Others needed a more compassion-focused approach, learning ways of developing a more gentle and compassionate inner voice and reducing the sense of guilt, shame and anger. I frequently used strategies from a solution-focused approach, shifting people’s attention from the problems to solutions, from patterns of behaviours that were unhelpful to actions and behaviours that had a positive impact on maintaining the stability of their wellbeing; instead of trying to e.g. ‘get rid of depression’, encouraging them to focus on their values and create goals that were of personal significance in their recovery and increased their sense of connectedness. With those patients who were past their crisis point, I could work using CBT based interventions, helping them to address their negative beliefs or modify behaviours through cognitive challenging and behavioural activation.

Between the gaps
Working in the crisis team also gave me an opportunity to facilitate brief group interventions, eg. depression groups and solution-focused groups. Another valuable experience gained from my role was working with our patients’ wider systems, facilitating a support group for their family members and friends. This helped me to understand how the mental health struggles of one person can have a ripple effect on a huge number of people within their families and social network. It also helped me to understand the anger and frustration frequently expressed by patients and their families, who often found themselves suffering for years and falling between the gaps of already stretched mental health services, feeling stuck in a cycle of self-destructive behaviours and relationships, and unable to break the cycle of pain by themselves.

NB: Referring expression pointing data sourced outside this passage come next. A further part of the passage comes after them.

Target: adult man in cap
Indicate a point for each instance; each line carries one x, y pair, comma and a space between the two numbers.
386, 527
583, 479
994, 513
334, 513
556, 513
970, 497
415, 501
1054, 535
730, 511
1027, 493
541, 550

Being an Assistant Psychologist in a Crisis Team has many challenges, and was life-changing for me. It is a place where you have a chance to expand your knowledge and understanding of the complexity of mental health and the human mind, and the role of psychology within that setting. You learn to be open-minded, curious, and to never make assumptions. These varied and challenging experiences built a foundation of knowledge and transferable life skills – including negotiating, quick decision-making, flexibility in thinking, assertiveness and resilience –which I have taken with me into my new role.

- Adriana Lisowski is an Assistant Psychologist at Integrated Psychological Therapies Service
[email protected]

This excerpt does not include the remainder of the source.